The point that I want to make is that that both management and IA should be using technology to monitor and audit information as it relates to risks of the organization. This collaborate effort provides continuous assurance to the Exec Team and the Board.
That’s enough for now. Have a good weekend!
Bill
Bill, while I understand your comment that continuous auditing only includes activities performed using software, can you explain why? Whether you use software or a manual technique, it is still continuous and falls into the definition of continuous auditing per the GTAG you reference:
“Continuous Auditing is any method used by auditors to perform audit-related activities on a more continuous or continual basis. It is the continuum of activities ranging from continuous control assessment to continuous risk assessment — all activities on the control-risk continuum. Technology plays a key role in automating the identification of exceptions and/or
anomalies, analysis of patterns within the digits of key numeric fields, analysis of trends, detailed transaction analysis against cut-offs and thresholds, testing of controls, and the comparison of the process or system over time and/or against other similar entities.”

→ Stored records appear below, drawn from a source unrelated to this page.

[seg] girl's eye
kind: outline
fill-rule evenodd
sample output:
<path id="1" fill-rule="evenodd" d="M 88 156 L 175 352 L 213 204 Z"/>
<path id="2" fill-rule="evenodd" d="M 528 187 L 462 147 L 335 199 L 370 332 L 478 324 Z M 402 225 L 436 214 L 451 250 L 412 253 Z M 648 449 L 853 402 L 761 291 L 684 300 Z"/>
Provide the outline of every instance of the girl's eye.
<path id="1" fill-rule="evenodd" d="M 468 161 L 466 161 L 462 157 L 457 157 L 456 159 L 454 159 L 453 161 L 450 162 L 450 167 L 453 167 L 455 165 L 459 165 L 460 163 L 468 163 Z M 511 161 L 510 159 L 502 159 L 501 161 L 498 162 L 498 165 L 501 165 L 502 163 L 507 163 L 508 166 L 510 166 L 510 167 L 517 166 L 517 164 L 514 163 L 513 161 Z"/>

Great post, again! Thanks, Norman.
Frequency and scoping should correlate with risks. I think what most IA will find that management and “Compliance departments” do is they limit the scope of the CM because there can simply be too many false positives from the technology that’s being used.
For example, I laugh when I see IT GRC vendors take network security scan results and directly create a remediation item or a document to prove that the control is working. IA needs to look at those processes with a fresh set of eyes. Focus on the risks, scopes, and etc.
I agree with Norman, continuos audit is a resource in the audit process that needs to be defined in order to provide information from critical activities without to compromise the system performance.In the IT project, during the development fase, audit points must be considered, including “triggers” and monitoring reports.
I agree. I ofetn hear auditors taking about performing tests for duplicates at which point I ask, “Is the objective to find duplicates or to verify that the controls over duplicates are working?” The objective should not be to find duplicates. Therefore, do your duplicate test once – identify the control weaknesses and later (as a follow-up) test to see fi the controls have been fixed. Don’t continue to test for duplicates every month – this makes you part of the control framework.